One oddity I notice in your dmesg output is that there's only a single HDA controller detected in your machine and that's the one on the discrete GPU. Normally there are two HDAs, one is part of the Intel chipset and is responsible for headphones, loudspeakers, mic and so on, and the other one is on the discrete GPU and is only responsible for HDMI audio. On your machine, there's no Intel chipset HDA and the one on the discrete GPU has a Line Out for loudspeakers, headphone out, digital out and two microphone inputs. So that's a little odd and may contribute to this issue.
Comment 9 K J Petrie 2020-04-22 11:46:51 UTC
Well, it'll take time to patch and recompile the kernel, but in the meantime here is all the contents of the power directories:

AMD Radeon GPU
cat /sys/bus/pci/devices/0000\:01\:00.0/power/runtime_status 
active
cat /sys/bus/pci/devices/0000\:01\:00.0/power/control 
auto
cat /sys/bus/pci/devices/0000\:01\:00.0/power/autosuspend_delay_ms 
5000
cat /sys/bus/pci/devices/0000\:01\:00.0/power/runtime_active_time 
1744516
cat /sys/bus/pci/devices/0000\:01\:00.0/power/runtime_suspended_time 
184197

AMD HDA
cat /sys/bus/pci/devices/0000\:01\:00.1/power/runtime_status 
active
cat /sys/bus/pci/devices/0000\:01\:00.1/power/control 
auto
cat /sys/bus/pci/devices/0000\:01\:00.1/power/autosuspend_delay_ms 
cat: '/sys/bus/pci/devices/0000:01:00.1/power/autosuspend_delay_ms': Input/output error
cat /sys/bus/pci/devices/0000\:01\:00.1/power/runtime_active_time 
2415454
cat /sys/bus/pci/devices/0000\:01\:00.1/power/runtime_suspended_time 
214644

I double-checked that IO error, in case it was just a fluke, but it's consistent.
Comment 10 K J Petrie 2020-04-22 11:49:32 UTC
Looks like I need to recompile with CONFIG_PM_ADVANCED_DEBUG, I suspect.
Comment 11 K J Petrie 2020-04-23 09:57:18 UTC
I decided to compile 5.6.6 with CONFIG_PM_ADVANCED_DEBUG.
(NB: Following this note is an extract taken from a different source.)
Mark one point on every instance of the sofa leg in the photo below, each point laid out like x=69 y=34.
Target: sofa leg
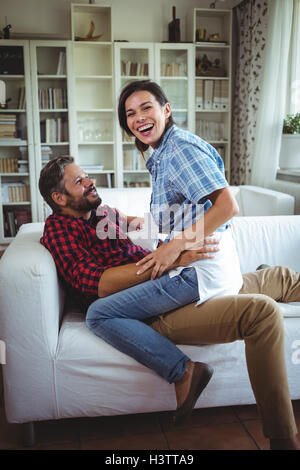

To my amazement, this gave me:
# uname -r
5.6.6

# cat /sys/kernel/debug/vgaswitcheroo/switch 
0:IGD:+:Pwr:0000:00:02.0
1:DIS: :DynOff:0000:01:00.0
2:DIS-Audio: :DynOff:0000:01:00.1    (!!!!!!)

(GPU)
# cat /sys/bus/pci/devices/0000\:01\:00.0/power/control 
auto
# cat /sys/bus/pci/devices/0000\:01\:00.0/power/runtime_status 
suspended
cat /sys/bus/pci/devices/0000\:01\:00.0/power/runtime_usage 
0
# cat /sys/bus/pci/devices/0000\:01\:00.0/power/runtime_active_kids
0

(HDA)
# cat /sys/bus/pci/devices/0000\:01\:00.1/power/control 
auto
# cat /sys/bus/pci/devices/0000\:01\:00.1/power/runtime_status 
suspended
# cat /sys/bus/pci/devices/0000\:01\:00.1/power/runtime_usage 
0
# cat /sys/bus/pci/devices/0000\:01\:00.1/power/runtime_active_kids 
0

So, either enabling CONFIG_PM_ADVANCED_DEBUG affects this or it's fixed in the latest kernels.
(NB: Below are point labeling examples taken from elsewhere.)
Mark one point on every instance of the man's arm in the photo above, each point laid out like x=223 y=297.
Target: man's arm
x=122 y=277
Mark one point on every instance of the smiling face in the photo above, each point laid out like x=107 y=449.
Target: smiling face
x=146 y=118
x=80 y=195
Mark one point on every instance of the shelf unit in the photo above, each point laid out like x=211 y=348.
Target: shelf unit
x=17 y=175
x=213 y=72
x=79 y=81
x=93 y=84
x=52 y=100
As a quick check I installed the distribution's latest kernel:

# uname -r
5.5.19-pclos1
[root@master2 ken]# cat /sys/kernel/debug/vgaswitcheroo/switch 
0:IGD:+:Pwr:0000:00:02.0
1:DIS: :DynOff:0000:01:00.0
2:DIS-Audio: :DynOff:0000:01:00.1

So it looks as if it was fixed in the 5.5 kernels.
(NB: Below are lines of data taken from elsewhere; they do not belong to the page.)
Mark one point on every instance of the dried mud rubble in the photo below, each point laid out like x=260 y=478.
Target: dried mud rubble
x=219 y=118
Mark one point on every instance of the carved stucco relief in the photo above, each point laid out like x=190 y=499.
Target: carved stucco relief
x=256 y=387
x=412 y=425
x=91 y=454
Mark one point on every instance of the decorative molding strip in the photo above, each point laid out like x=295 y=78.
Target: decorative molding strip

However, both the 5.5 (distro) and 5.6 (mainline) kernels emit a terrible clattering sound during services start up. I'm unsure whether that's coming from the speakers, HDD or optical drive. If the former, it's just a nuisance, if one of the latter it's not good news. I hope that's not related to the fix!
Comment 12 K J Petrie 2020-05-07 10:39:18 UTC
Reopening as the problem has returned with 5.6.11, although the rattling sound from the speaker (bug 207437) has now gone!